Unfortunately, this theoretical market model does not actually exist in the real world. Like in physics, where a theory requires a frictionless environment, there can be no application of this theory until the limitations of the model have been addressed. And the most serious of these limitations for the perfect market are the product comparability and the complete information available to the customer.

By consciously manipulating these two criteria of a free market, all firms in the market are able to avoid a state of true competition that would produce the most efficient allocation of services and are able to artificially inflate the value of the commodity, hence producing more profit for each firm in the market. This is not meant to sound like a conspiracy because indeed each firm does not need to meet in back rooms with the other firms in the market and all agree to limit customer information and the comparability of their products. They each simply need to aspire to the great marketing ideal of product differentiation, a concept that is fundamentally designed to artificially eliminate direct competition by removing direct comparability.

The power of product differentiation, through its ability to remove comparability and create an information gap to distort what could be a perfectly competitive market, can be demonstrated by the case of the term life insurance market in the US in the late 1990s. There was a mysterious and dramatic drop in prices across all firms that did not correlate to price drops in other forms of insurance, which themselves were steadily rising. 

According to economist Steven D. Levitt, this can be attributed to the realisation of a perfect market through the power of the internet. Although term life insurance policies had been quite homogeneous before this period of time, the process of shopping around for the cheapest price had been convoluted and time-consuming, whereas websites such as Quotesmith.com suddenly made the process almost instantaneous. In just a few years, the value of the term life insurance market in the US had dropped by USD$1bilion because of the new-found ease of comparability. What insurance firm would want this to happen? Even if you were a small player in the market, say a 1% market share, your turnover had just dropped by $10million. It is perhaps one of the great recent examples of the power of perfect competition in allocating resources efficiently, yet possibly one of the greatest blunders by the insurance industry.

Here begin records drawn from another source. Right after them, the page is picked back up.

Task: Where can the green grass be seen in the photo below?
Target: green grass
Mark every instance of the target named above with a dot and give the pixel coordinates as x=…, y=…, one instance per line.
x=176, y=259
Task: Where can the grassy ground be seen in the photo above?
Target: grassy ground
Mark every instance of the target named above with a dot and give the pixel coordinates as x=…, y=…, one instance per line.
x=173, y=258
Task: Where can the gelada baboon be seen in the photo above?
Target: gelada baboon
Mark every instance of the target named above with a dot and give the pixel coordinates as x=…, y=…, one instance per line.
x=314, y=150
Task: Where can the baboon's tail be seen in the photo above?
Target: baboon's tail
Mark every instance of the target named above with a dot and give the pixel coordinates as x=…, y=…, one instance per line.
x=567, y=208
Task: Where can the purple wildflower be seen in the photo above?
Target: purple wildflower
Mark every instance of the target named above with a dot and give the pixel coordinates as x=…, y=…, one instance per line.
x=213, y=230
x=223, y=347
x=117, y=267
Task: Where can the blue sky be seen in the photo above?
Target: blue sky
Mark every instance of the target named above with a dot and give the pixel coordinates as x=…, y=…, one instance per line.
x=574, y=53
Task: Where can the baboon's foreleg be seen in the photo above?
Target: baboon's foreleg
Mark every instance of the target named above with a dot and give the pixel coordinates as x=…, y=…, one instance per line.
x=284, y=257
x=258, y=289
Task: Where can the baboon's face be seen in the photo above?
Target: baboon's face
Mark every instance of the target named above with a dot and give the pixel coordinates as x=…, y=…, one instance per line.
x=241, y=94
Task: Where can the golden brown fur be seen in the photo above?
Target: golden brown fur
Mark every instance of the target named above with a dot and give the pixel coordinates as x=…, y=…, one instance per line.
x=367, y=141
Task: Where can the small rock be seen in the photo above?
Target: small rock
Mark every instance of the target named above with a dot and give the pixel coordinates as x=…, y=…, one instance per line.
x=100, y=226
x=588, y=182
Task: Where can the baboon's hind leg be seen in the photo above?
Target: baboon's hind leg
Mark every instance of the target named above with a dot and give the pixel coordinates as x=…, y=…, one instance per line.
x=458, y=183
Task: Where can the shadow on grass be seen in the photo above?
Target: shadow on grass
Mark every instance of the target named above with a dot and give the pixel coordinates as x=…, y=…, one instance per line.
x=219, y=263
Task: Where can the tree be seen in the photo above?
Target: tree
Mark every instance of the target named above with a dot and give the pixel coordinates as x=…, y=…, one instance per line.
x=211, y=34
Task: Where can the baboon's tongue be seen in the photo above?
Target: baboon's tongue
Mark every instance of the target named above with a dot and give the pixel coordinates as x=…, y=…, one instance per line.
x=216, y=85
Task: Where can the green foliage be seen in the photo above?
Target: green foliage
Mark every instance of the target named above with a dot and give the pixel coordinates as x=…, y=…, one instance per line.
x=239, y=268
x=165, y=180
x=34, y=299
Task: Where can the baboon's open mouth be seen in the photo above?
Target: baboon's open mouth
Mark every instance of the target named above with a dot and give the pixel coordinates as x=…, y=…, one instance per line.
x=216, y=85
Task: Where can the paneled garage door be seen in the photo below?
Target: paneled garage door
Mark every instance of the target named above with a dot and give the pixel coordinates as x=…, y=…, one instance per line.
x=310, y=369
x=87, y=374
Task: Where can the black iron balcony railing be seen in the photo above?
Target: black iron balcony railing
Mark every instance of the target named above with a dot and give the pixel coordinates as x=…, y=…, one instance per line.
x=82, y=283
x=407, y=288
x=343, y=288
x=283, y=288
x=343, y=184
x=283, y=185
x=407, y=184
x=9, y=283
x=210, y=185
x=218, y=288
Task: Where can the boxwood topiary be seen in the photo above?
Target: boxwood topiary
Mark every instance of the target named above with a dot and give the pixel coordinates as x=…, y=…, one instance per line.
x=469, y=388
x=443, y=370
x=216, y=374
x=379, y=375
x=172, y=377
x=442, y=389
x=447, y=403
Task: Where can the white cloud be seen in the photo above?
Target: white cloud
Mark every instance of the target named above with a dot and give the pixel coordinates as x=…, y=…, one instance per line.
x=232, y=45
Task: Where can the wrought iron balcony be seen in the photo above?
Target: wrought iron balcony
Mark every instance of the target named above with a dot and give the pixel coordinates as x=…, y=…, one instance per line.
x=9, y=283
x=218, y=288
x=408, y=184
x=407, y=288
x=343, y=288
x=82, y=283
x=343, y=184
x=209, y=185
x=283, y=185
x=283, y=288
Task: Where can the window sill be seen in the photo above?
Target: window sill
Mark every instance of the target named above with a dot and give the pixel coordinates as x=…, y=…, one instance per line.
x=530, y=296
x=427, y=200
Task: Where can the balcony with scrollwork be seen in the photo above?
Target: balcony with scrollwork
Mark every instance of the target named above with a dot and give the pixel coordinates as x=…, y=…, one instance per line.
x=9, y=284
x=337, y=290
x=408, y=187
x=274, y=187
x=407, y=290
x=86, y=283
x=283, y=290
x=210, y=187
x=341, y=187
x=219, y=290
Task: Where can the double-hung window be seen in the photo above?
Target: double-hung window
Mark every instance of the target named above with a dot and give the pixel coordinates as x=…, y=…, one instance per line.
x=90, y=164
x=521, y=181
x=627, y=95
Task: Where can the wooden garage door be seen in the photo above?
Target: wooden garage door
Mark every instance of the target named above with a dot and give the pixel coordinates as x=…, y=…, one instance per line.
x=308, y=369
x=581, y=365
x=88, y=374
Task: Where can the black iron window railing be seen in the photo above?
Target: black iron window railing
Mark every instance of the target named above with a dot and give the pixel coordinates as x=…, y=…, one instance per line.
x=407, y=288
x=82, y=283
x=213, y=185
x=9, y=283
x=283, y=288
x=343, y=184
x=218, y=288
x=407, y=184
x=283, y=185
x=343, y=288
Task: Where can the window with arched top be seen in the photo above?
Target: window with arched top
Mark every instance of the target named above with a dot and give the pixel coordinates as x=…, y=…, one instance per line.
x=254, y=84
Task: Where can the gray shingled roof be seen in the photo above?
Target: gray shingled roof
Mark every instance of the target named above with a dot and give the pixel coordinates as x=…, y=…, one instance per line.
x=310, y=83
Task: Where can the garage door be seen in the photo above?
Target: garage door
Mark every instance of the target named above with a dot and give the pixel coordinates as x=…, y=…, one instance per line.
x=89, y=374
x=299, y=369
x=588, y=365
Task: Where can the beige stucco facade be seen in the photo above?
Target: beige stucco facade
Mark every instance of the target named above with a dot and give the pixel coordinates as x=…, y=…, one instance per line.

Let us now return to the Australian telecommunications market. It is quite possible at the moment, that no two companies offer an identical phone or internet plan. The process of comparing the plans to find the best deal is currently convoluted and time-consuming (much like in the previous insurance example), and the products have been differentiated in seemingly all possible ways. Recent websites are attempting to remove this information lag and do the comparison with a double click, but may only be adding to the confusion as telecommunications providers further differentiate their products through packages and bonuses, and modify their plans more frequently in the name of incomplete information.

Imagine now if all firms in this market offered the same three identical plans - a low use package, a mid use, and a high use, all with identical call rates, fees, contracts and download quotas. What would happen to the market? Would, as in the case of term life insurance, prices plummet and leave the market with a dramatically decreased total value? If we are to believe in the ideas of Adam Smith and other advocates for more competitive markets, the answer must be an astounding yes. The real catch to this whole affair is that more competitiveness would only benefit the customers, and not the powerful and influential telecommunications firms, and not the federal government.

For the ideals of the Howard government of revenue raising through privatisation of public assets to make any sense, you must believe that in private hands, the markets will work competitively and hence benefit the customers, also know as the Australian people. But evidently, it will not.